Schism!

House Republicans and Senate Republicans can’t agree: should the Department of Homeland Security be funded through the end of this fiscal year if it means President Obama’s executive orders which mandate that prosecutorial discretion should be used when deciding which undocumented immigrants should be deported are left as policy?

The House says no; the Senate says yes. The Senate says “we’ll strip the repeal of his executive orders out of the DHS funding bill and put that language into a separate bill which we’ll debate next week, but for Heaven’s sake let’s get the money problem solved.” The House says “screw that. We don’t like that immigration policy and we won’t let it sit another day, even if it means the DHS shuts down.”

This was entirely predictable back in December when Congress passed legislation to fund every other federal department and agency but DHS, but somehow the Republican party leaders thought they could finesse the differences between the ultra-conservative loonies in the House and the pseudo-moderate members of the Senate.

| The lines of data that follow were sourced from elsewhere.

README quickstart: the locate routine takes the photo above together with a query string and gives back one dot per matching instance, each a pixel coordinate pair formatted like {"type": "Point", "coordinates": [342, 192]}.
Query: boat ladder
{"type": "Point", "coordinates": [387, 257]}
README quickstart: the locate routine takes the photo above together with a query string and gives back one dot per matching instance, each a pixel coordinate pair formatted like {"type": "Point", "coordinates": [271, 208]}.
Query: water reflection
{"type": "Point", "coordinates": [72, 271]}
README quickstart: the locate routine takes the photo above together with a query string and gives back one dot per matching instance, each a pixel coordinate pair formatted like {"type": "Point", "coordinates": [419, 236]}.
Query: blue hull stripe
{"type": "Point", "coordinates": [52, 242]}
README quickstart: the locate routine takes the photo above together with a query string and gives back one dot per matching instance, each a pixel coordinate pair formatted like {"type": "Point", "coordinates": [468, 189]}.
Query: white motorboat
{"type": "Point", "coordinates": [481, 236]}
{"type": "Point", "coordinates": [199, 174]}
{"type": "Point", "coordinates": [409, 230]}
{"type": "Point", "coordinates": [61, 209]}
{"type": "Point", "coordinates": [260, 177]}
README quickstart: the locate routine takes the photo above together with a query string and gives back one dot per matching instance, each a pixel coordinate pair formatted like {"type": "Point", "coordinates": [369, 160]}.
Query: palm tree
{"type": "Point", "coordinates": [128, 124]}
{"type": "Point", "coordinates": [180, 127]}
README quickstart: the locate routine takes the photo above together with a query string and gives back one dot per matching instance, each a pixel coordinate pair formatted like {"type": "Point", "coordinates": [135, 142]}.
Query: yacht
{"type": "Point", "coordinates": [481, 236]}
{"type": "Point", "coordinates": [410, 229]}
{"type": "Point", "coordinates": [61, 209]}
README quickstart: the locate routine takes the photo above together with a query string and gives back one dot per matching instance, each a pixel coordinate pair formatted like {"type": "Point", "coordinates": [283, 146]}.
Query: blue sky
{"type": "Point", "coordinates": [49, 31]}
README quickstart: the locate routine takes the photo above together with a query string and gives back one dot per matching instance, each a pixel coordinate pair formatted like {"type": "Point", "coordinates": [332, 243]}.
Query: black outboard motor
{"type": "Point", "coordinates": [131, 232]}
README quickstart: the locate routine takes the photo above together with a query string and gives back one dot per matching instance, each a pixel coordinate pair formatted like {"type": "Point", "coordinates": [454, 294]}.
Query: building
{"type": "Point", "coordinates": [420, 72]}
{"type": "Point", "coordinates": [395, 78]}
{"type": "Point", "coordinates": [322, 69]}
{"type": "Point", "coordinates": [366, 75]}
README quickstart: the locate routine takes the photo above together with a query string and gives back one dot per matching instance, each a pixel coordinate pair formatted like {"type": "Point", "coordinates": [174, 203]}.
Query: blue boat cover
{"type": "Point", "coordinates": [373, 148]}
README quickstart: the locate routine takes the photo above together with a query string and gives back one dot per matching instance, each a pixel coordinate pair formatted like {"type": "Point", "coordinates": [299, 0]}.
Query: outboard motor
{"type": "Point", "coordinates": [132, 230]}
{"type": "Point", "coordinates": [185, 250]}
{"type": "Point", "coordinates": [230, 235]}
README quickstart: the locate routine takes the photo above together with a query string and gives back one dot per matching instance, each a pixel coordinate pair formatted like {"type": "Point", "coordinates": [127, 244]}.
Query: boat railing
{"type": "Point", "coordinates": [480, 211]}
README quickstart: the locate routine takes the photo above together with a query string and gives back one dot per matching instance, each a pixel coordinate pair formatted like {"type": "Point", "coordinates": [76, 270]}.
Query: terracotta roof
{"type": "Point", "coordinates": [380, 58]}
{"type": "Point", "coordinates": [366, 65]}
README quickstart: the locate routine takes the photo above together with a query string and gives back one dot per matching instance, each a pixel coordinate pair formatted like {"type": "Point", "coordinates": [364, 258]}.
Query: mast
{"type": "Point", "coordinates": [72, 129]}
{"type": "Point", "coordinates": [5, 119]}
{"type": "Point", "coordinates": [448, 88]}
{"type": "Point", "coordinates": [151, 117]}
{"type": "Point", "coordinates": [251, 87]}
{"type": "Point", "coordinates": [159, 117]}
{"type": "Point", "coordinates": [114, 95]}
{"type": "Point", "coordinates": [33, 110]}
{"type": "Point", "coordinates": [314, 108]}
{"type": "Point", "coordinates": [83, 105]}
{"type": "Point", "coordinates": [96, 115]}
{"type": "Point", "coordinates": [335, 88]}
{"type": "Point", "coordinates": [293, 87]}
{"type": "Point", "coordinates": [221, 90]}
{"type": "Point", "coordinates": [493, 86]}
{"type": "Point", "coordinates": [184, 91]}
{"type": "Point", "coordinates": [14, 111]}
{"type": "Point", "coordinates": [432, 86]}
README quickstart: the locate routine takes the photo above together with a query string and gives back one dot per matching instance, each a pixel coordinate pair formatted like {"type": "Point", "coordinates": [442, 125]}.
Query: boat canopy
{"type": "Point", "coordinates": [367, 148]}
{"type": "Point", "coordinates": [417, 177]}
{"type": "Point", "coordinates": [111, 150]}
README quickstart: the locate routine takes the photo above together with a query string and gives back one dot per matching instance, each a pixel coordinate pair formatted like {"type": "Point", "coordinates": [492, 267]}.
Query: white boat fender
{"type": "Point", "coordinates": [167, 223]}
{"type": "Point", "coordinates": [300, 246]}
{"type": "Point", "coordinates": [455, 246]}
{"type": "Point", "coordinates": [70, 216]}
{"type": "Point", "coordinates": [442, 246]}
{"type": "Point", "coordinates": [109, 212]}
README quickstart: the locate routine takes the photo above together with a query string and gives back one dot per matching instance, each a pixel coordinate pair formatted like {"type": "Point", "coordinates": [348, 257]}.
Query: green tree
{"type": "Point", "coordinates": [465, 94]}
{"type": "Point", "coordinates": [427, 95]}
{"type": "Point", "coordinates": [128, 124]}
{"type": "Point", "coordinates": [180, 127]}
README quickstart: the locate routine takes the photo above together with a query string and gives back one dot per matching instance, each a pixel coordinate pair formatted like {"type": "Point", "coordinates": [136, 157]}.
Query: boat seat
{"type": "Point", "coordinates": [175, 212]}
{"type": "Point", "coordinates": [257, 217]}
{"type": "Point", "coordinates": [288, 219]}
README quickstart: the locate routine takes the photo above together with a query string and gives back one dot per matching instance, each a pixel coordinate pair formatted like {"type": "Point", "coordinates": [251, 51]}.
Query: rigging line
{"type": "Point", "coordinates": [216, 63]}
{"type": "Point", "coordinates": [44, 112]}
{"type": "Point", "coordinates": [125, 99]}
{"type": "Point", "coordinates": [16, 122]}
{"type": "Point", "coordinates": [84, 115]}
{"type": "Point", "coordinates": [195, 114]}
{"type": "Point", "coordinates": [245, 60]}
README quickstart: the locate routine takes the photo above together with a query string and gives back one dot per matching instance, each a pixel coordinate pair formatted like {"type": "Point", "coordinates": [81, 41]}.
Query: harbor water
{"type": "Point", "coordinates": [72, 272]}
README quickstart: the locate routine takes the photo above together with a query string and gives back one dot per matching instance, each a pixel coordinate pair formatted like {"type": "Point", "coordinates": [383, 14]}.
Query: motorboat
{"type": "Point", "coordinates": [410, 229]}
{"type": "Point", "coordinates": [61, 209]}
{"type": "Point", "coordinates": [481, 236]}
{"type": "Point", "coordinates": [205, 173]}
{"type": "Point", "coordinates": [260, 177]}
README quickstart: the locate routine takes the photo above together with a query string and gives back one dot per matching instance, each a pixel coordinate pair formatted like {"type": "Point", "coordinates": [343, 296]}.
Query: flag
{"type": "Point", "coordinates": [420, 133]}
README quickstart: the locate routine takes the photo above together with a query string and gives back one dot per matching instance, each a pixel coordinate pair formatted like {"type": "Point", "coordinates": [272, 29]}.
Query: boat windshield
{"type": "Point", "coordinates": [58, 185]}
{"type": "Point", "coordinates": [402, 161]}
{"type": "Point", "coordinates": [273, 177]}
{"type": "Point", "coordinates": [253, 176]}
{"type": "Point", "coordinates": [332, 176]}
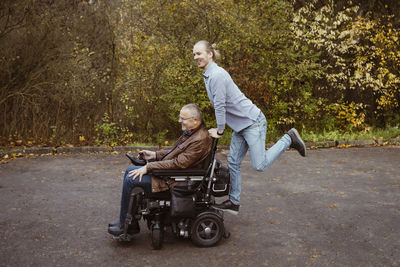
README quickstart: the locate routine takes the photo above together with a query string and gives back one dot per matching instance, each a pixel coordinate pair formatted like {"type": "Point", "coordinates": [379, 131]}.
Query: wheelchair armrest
{"type": "Point", "coordinates": [180, 172]}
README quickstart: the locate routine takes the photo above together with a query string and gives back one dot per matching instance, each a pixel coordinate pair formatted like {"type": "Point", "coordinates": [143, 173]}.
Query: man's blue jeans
{"type": "Point", "coordinates": [252, 138]}
{"type": "Point", "coordinates": [127, 187]}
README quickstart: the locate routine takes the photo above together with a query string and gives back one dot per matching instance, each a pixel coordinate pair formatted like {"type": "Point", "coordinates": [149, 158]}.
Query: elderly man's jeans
{"type": "Point", "coordinates": [252, 138]}
{"type": "Point", "coordinates": [127, 187]}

The House members are mortally afraid of being primaried for not being conservative enough, while the Senators worry about that too but also know that in statewide elections they have to tack toward the middle in order to keep their jobs.

Now the Democrats are sitting back and saying “pass the popcorn.” They don’t want DHS to go unfunded, but they can’t do anything to fix that until the majority party proves it can negotiate with itself.

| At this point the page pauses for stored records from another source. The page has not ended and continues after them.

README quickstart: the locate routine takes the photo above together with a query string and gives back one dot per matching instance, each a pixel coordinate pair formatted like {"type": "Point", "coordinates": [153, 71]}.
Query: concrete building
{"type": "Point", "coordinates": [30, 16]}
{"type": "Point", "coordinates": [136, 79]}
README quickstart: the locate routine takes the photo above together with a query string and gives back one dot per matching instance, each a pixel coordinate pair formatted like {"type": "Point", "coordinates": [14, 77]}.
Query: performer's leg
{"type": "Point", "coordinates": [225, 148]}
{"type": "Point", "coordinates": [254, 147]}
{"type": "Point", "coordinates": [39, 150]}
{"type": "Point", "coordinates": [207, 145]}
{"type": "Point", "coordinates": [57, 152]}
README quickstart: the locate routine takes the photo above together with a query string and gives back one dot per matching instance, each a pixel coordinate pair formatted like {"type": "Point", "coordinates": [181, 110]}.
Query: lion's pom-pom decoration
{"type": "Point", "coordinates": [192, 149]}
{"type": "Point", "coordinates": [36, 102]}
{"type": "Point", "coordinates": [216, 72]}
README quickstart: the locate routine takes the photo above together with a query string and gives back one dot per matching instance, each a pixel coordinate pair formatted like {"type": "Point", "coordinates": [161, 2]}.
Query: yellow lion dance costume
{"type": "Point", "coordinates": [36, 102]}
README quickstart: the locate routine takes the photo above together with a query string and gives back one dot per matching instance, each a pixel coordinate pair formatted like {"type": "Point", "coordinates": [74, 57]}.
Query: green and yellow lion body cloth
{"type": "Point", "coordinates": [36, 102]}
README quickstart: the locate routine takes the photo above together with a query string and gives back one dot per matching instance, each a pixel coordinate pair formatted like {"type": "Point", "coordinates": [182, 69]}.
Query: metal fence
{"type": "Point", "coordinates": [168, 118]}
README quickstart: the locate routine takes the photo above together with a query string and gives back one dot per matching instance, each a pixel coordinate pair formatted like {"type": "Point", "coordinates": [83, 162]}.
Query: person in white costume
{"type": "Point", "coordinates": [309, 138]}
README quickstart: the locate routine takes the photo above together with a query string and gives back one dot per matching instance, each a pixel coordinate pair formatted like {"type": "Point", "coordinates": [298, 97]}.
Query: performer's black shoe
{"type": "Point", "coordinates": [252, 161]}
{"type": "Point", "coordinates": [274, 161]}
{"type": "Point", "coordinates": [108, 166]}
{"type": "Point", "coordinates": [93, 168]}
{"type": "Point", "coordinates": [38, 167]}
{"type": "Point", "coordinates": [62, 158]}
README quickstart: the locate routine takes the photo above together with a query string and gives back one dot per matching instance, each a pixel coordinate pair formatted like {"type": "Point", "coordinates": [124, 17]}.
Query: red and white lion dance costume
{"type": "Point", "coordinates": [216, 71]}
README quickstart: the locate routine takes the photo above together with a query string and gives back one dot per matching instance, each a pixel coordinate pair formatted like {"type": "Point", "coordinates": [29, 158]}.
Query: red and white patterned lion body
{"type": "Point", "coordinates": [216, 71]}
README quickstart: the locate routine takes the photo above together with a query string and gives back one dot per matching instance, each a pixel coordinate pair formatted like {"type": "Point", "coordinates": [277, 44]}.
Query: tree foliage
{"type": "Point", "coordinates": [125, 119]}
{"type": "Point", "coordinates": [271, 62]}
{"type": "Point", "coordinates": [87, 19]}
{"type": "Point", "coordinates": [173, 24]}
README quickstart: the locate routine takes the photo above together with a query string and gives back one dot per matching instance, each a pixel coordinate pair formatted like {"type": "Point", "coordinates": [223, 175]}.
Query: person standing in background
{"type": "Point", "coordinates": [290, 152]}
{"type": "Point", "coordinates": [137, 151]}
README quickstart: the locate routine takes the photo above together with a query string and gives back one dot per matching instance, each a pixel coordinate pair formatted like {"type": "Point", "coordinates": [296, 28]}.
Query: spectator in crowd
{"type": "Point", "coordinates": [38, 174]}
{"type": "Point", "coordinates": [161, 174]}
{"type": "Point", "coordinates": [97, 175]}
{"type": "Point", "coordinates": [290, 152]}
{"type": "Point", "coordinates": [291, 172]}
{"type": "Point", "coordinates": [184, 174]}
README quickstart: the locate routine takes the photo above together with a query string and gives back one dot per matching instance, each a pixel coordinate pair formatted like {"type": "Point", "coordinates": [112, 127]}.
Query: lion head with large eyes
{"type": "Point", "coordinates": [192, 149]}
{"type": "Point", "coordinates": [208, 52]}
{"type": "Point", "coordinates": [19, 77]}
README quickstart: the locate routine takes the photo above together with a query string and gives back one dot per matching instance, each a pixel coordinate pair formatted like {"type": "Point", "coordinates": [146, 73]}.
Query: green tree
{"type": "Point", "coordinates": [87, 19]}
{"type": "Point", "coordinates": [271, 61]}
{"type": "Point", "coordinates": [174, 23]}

Meanwhile we have terror threats against shopping malls, teenagers trying to fly to Syria to join ISIS, right-wingers declaring themselves “sovereign citizens” and guys wanting to assassinate the President. There’s certainly no shortage of things for the Homeland Security department’s 230,000 employees to do. The Republicans like to call themselves the national security party, but they’re proving to be anything but so far this Congressional term.